Over 160 Marine Industry professionals have gathered for the 9th Asia Pacific Yachting Conference at One*15 Marina, Singapore. The theme for this years summit is “towards increased regional cooperation to promote marine tourism in the Asia Pacific” and highlights the need for integration between ASEAN countries to grow boating in the region.
Conference chairman and chairman of The Superyacht Group, Martin Redman, delivered the keynote, emphasising Asia’s potential but also cautioning that increases in regional wealth do not automatically translate into an expanded boat industry. “With only 5,000 superyachts in the world, it is a relatively small market, but it can be a significant wealth generator in its own right. The more the governments can do to encourage superyachts coming into the region, the bigger the economic benefits will be.”
The emphasis here was on strategy: particularly for integrating new yacht owners or new visitors to the Asia Pacific region into the fold, as a negative experience may have flow-on effects for boating in the region. It remained an open question as to how this new audience in Asia should be engaged, and how to make their experience of yachting a positive experience.
A Landmark Destination
Subsequently, a group of speakers from Tahiti and Indonesia presented on how their countries are embracing the tourism opportunities represented by boating. Manoa Rey and Vaihere Lissant of Tahiti Tourisme spoken on encouraging superyachts to visit and their strategy of actively targeting yacht owners, captains and charter brokers. By introducing simplified clearance procedures, charter operations in the region are encouraged. Again, they emphasized the need for education: that by targeting local corporations and communities regarding the economic benefits of superyachts, they will be more amenable to welcoming them.
Cooperating with governments
The Indonesian government is also keen to encourage development of the upper end of the leisure marine industry. Prof Dr Indroyono Soesilo highlighted the maritime biodiversity of Indonesia that makes the country such a perfect boating destination, and although there is some lag between government policy and implementation, a number of sailing initiatives have been developed to bring yachts to the region. Indonesia has been concentrating on attracting cruise ship custom of late, and anticipates being able to convert the experience into further welcoming private vessels and superyachts. An extensive programme of sailing rallies over the years with culminate in the presentation of Sail Sabang 2017.
Another panel, titled ‘progress updates in the Asia Pacific region’, was hosted by Nigel Beatty (Japan), Andy Shorten (Indonesia), Rico Stapel (Thailand) and Ruurd Van Putten (Vietnam), drawing the conclusion that Asian policymakers need to work between countries to facilitate longer charters.
“It is about longer distances and an ‘unsupported’ adventure,” noted Andy Shorten of The Lighthouse Consultancy.
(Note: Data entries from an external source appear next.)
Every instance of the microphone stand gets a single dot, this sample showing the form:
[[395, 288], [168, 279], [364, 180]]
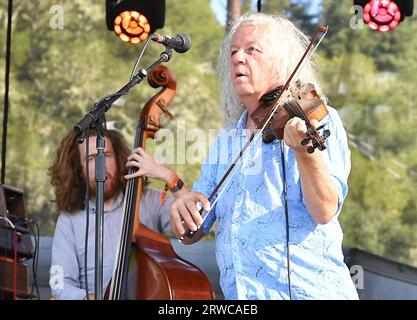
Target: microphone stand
[[95, 119]]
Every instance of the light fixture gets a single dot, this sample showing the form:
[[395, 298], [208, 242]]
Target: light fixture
[[134, 20], [384, 15]]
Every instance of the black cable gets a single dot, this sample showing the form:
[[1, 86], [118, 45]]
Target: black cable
[[35, 261], [87, 208], [287, 223], [5, 255], [6, 91]]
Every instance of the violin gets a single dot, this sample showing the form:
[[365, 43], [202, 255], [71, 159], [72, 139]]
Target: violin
[[147, 266], [302, 101]]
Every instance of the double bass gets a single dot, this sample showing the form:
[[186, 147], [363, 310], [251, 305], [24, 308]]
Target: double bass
[[147, 266]]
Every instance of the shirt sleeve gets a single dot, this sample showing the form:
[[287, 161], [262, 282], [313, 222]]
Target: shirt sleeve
[[65, 274], [337, 155], [153, 214], [208, 181]]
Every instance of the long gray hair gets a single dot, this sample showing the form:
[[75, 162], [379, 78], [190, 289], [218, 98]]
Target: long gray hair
[[287, 45]]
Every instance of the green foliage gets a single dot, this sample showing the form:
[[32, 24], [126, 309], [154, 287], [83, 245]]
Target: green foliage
[[369, 77], [57, 75]]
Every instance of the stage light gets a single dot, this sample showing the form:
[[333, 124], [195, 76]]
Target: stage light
[[384, 15], [134, 20]]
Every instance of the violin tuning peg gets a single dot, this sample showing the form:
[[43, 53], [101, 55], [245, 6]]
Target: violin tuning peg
[[305, 141], [310, 149]]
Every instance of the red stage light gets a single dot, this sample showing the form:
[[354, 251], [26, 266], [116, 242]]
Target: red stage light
[[131, 26], [382, 15]]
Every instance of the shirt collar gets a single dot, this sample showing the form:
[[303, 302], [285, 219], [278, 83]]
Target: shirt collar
[[241, 123]]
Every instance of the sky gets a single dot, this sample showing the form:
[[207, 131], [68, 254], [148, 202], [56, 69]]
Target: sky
[[219, 8]]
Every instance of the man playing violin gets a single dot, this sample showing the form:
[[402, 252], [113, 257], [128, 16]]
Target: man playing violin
[[68, 178], [277, 229]]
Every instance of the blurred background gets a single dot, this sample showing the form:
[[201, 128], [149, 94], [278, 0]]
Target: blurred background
[[58, 71]]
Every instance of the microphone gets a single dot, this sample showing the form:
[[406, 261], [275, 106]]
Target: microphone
[[180, 42]]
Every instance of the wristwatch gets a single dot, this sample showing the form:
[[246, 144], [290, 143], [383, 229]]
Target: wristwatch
[[177, 186]]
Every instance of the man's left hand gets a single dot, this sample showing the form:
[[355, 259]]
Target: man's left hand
[[295, 131]]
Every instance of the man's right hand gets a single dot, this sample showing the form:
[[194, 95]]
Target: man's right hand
[[184, 212]]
In Thailand, visiting boats are getting bigger, and the charters are getting longer. The Thailand Charter Licence story has progressed, but is not yet entirely resolved despite the best efforts of the Thai Marine Business Association and strong support from the Ministry of Transport and Marine Dept. Details lying with the Revenue and Immigration Departments remain to be resolved.
In the “designing yachts for a new generation of cruising in Asia” panel, the idea of a ‘standard’ model superyacht, one which is privately owned and accommodates 12 guests, was interrogated. Do customers want a bigger corporate entertainment platform? Perhaps breaking this impasse, M/Y Charlie, a 46 metre superyacht on display at the Singapore Yacht Show, is designed for both corporate entertainment and adventure cruising. The Sovren House Group, which has formed the Maha Yacht Club, that combines luxury of a Feadship fleet with 5-star hotel management, all run under a ‘membership’ platform.
The “Cleaning up Asian Waters” panel discussion looked at how ASEAN government initiatives are making progress on the thorny subject of marine pollution. Internationally recognised conservationist David Jones (Plastic Ocean Foundation) talked about the business models associated with sustainability. Magafir Ali (Community Campaigner, Banda) showed how communities in Indonesia are actively supporting the clean up process, and Zara Tremlett (Phuket Yacht Haven) addressed environmental issues facing marinas.
Closing the day was a discussion on “How Asia can learn from the Mediterranean”. Industry specialist Ken Hickling (Sherpa 63), John Leonida (Clyde & Co), Oscar Siches (Marina Consultant) and Stephen White (Sovren House Group) offered insights into the homogeneity of organisation in the Mediterranean that is a long way away from the fragmented collection of regulations that face would-be Asian superyacht visitors. Once again, co-ordination is something that needs to be addressed – not everywhere needs to be a ‘hub’ – there is a simplicity to be gained from specialising a little and being a ‘satellite’ destination, where another location becomes the hub. Mediterranean superyacht cruising is based on cultural history, a huge volume of traffic, short distances port-to-port, and a clearly defined ‘season’. This model hardly applies in Asia, and therefore lessons to be transferred must be carefully scrutinised.
After a day ‘in conference’, delegates were happy to gather for cocktails on the roof terrace of ONE*15 marina and enjoy the views of the Singapore Yacht Show.